Yağmur Balcı, a 27-years-old mother, who disappeared together with his 11-months-old son in Trabzon Bahçecik Prison, has been found in Sincan Prison in Ankara province on Monday morning. Turkey’s main opposition Republican People’s Party (CHP) deputy Sezgin Tanrıkulu has announced in his twitter account on Monday that he has learned that Yağmur Balcı and his son was transferred from Trabzon Bahçecik Prison to Sincan Women Prison in Ankara by the authorities without giving any information to her lawyer and her family.

Yağmur Balcı was reportedly arrested and put behind the bars on November 2016 over her alleged links to the Gülen movement. After her arrest, her husband Abdullah Balcı was also detained by police and later arrested by a court. Therefore, his 3-months-old Emrullah Selim was also put behind the bars together with his mother. However, it was reported that young mother and his son have disappeared last week in the prison where they have been kept.

Aktif Haber online news portal has reported that Yağmur Balcı has met with her family last time on July 7. However, her family has learned that she is not in her ward on July 14. The family’s demand for information about her was responded by the Justice Ministry such as “Because of the security reasons we could not give information.” Her family has looked for Yağmur Balcı and her son in the prisons in neighboring provinces of Ordu, Rize and Giresun. But they could not find any trace of Balcı and her son.

According to Turkish law, in case of transfers of the prisoners from one jail to another, the authorities have to inform the prisoners’ lawyers. However, it was learned that Balcı’s lawyer was not given any information by the authorities on her whereabout. As her husband was not either informed about the disappearance of his wife and his son, the concerns of Balcı’s family  has increased over the lives of their daughter and grandson.

The forced disappearances have became a new and dangerous phenomenon in Turkey in recent months. A study released by The Stockholm Center for Freedom (SCF) on June 22 has revealed that Turkish government has resumed illegal abductions and enforced disappearances that were believed to be a thing of the past, primarily confined to the dark period of the 1990s, when mainly Kurds were victimized.

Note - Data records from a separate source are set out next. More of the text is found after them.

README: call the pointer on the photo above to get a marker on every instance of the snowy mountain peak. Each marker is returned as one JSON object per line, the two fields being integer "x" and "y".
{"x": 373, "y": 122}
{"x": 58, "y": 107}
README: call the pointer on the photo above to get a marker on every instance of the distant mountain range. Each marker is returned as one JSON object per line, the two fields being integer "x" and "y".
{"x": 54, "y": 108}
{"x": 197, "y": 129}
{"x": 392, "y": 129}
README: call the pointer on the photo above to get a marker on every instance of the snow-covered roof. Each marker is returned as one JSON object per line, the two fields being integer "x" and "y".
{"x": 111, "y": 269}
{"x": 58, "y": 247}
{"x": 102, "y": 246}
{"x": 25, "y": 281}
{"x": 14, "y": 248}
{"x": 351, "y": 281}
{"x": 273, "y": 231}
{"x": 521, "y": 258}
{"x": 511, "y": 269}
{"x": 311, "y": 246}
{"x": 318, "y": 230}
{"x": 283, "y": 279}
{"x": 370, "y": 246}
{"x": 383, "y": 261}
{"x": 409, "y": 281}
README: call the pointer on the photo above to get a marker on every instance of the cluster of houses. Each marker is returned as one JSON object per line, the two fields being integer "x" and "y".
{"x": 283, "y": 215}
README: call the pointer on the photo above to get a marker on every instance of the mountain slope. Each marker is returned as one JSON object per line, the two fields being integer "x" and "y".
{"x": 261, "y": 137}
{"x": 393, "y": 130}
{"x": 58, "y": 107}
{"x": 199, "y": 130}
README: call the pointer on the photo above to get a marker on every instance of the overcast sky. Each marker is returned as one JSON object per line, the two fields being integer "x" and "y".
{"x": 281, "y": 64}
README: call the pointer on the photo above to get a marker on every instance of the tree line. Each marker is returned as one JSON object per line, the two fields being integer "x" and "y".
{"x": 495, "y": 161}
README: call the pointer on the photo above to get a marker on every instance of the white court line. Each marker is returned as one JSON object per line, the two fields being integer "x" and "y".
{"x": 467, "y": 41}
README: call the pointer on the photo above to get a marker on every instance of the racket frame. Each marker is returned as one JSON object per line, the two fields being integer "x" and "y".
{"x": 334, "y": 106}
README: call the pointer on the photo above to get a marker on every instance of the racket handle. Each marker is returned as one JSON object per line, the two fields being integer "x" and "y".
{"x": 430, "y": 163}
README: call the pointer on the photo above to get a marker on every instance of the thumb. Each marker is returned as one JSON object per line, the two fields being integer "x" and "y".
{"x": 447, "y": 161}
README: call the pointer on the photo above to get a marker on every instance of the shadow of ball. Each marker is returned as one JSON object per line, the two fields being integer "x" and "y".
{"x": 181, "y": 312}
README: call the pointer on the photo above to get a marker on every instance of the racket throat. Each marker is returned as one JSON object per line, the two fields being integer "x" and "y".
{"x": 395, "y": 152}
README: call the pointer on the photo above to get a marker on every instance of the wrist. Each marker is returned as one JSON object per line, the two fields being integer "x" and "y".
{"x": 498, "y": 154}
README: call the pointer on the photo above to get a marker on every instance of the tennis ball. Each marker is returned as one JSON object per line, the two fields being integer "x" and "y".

The brutal regime of Turkey’s autocratic President Recep Tayyip Erdoğan has now engaged in depriving many victims of their liberty without acknowledging their unofficial detention. This time the prime target is the vulnerable social group Gülen movement against which the Turkish government launched an unprecedented witch-hunt persecution since December 2013.

SCF has so far documented 13 individual cases of disappearance since 2016 that show a systematic and deliberate campaign of kidnappings by elements within the Turkish security and intelligence services as part of intimidation campaign to silence critical and independent voices and kill the right to dissent.

Turkey survived a controversial military coup attempt on July 15, 2016 that killed over 240 people. Immediately after the putsch, the Justice and Development Party (AKP) government along with Turkey’s autocratic President Recep Tayyip Erdoğan pinned the blame on the Gülen movement.

Fethullah Gülen, who inspired the movement, strongly denied having any role in the failed coup and called for an international investigation into it, but President Erdoğan — calling the coup attempt “a gift from God” — and the government initiated a widespread purge aimed at cleansing sympathizers of the movement from within state institutions, dehumanizing its popular figures and putting participants of the Gülen movement in jails.

Turkey has suspended or dismissed more than 150,000 judges, teachers, police and civil servants since July 15. Turkey’s Justice Ministry announced on July 13 that 50,510 people have been arrested and 169,013 have been the subject of legal proceedings on coup charges since the failed coup.